On March 12, 2019, I woke up. I don’t know how else to describe it, except that God turned on the lights in my heart. I grew up attending church but was missing something, and the worst part was, I didn’t know it. I was going through the motions of my faith but didn’t have a relationship with God. I thought I was doing everything right, (or at least I was trying to), but I didn’t understand there was more to this faith journey.
A few months earlier, I began noticing some changes in my mom. She had gotten involved in a Bible study at her church and was growing in her faith in a way I’d never seen before. The longer I watched her, the more I realized I wanted what she had.

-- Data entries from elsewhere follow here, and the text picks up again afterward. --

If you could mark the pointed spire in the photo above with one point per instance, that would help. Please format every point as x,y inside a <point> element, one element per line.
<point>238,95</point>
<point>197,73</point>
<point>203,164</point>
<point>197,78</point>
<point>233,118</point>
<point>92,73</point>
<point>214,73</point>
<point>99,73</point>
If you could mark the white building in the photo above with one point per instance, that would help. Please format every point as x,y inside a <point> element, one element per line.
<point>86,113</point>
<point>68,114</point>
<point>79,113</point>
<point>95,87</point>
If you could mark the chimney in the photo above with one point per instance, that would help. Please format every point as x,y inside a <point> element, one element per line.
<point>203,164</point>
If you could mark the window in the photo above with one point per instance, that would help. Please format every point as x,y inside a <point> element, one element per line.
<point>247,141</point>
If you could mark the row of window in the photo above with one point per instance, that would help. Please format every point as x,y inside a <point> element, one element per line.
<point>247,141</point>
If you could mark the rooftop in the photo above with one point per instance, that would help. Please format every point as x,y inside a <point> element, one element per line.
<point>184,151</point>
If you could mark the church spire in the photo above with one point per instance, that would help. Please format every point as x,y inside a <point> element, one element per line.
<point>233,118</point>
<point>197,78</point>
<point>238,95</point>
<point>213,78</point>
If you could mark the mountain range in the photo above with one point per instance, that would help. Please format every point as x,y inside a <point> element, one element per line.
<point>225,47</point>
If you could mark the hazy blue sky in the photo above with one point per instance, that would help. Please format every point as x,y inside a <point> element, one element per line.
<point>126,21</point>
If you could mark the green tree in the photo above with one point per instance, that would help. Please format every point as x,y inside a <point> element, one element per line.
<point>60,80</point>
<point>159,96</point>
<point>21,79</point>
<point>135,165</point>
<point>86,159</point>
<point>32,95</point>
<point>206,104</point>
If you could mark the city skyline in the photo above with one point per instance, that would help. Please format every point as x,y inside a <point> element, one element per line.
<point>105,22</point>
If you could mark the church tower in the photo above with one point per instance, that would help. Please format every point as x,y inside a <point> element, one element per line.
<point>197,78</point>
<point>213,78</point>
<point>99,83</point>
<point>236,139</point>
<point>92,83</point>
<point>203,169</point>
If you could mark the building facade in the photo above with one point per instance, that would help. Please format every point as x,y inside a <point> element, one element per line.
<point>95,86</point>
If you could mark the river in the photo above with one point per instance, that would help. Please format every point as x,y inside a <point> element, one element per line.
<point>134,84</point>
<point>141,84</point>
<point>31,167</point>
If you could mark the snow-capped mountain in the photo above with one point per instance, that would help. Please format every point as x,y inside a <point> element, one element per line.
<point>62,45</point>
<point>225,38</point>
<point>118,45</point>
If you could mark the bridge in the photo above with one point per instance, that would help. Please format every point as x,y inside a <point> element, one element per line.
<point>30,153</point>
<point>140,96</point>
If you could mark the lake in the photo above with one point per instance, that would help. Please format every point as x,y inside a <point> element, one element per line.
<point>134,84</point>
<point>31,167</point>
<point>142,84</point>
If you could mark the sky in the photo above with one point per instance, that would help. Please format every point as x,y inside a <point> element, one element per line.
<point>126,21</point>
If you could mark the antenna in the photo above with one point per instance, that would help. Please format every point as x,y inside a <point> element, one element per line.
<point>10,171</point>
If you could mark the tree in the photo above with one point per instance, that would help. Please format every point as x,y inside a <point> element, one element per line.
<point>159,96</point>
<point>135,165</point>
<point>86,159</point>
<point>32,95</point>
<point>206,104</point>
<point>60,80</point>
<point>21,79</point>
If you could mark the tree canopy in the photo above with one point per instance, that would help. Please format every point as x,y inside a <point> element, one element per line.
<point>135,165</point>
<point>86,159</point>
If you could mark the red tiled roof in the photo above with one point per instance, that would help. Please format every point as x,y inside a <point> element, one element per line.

The night I woke up––the night Jesus changed me––came after a long and horrible day. Frustrated, tired and hopeless, I needed to be alone. Little did I know, God would use my frustration to draw me to Him. I cried out to the Lord, “What am I doing wrong?” A painfully hollow feeling welled up in me, and I cried out louder and angrier than before, “Where are you God?”
Suddenly, I felt the strongest urge to call my mom. It was as if all heaven and earth were behind me, pushing me, like they knew something I didn’t, and I needed to act fast. My fingers shook as I dialed, and with a quaking voice, I practically shouted into the phone, “Mom, I need you to pray for me––right now!”
As she prayed, my heart melted, and I felt a warm sensation come over me that I can only describe as peace. The comfort from this peace gave way to a joy I’d never felt, and as I got off the phone, all I could think was, “Thank you, Jesus!” In those moments, I realized what I had been missing, and in the middle of the night, right there in my room, I stepped over the Faith Line.
God is real. He is alive and active, and the Holy Spirit continues to direct me. He was leading me before I knew it, giving me signs along the way to draw me to Him. He will do that for you too.
From this experience I’ve come to understand the power of prayer. I needed to pray, but I also needed people praying for me. Instead of being afraid of what my mom might think or bottling up my emotions, I reached out and asked for help. Because of this, I have been a witness to my whole family.
God worked in an unexpected way, and it changed me. With this new awakening, I crave Scripture and want to learn more about God. My faith is growing in ways I couldn’t accomplish on my own.
A few months later, we sang the hymn”Amazing Grace” in church. For the first time, the words meant something to me. The words I’d sung so many times before suddenly made sense, and I knew they were true about me. A tear rolled down my face as I sang “I once was lost, but now am found, was blind but now I see.”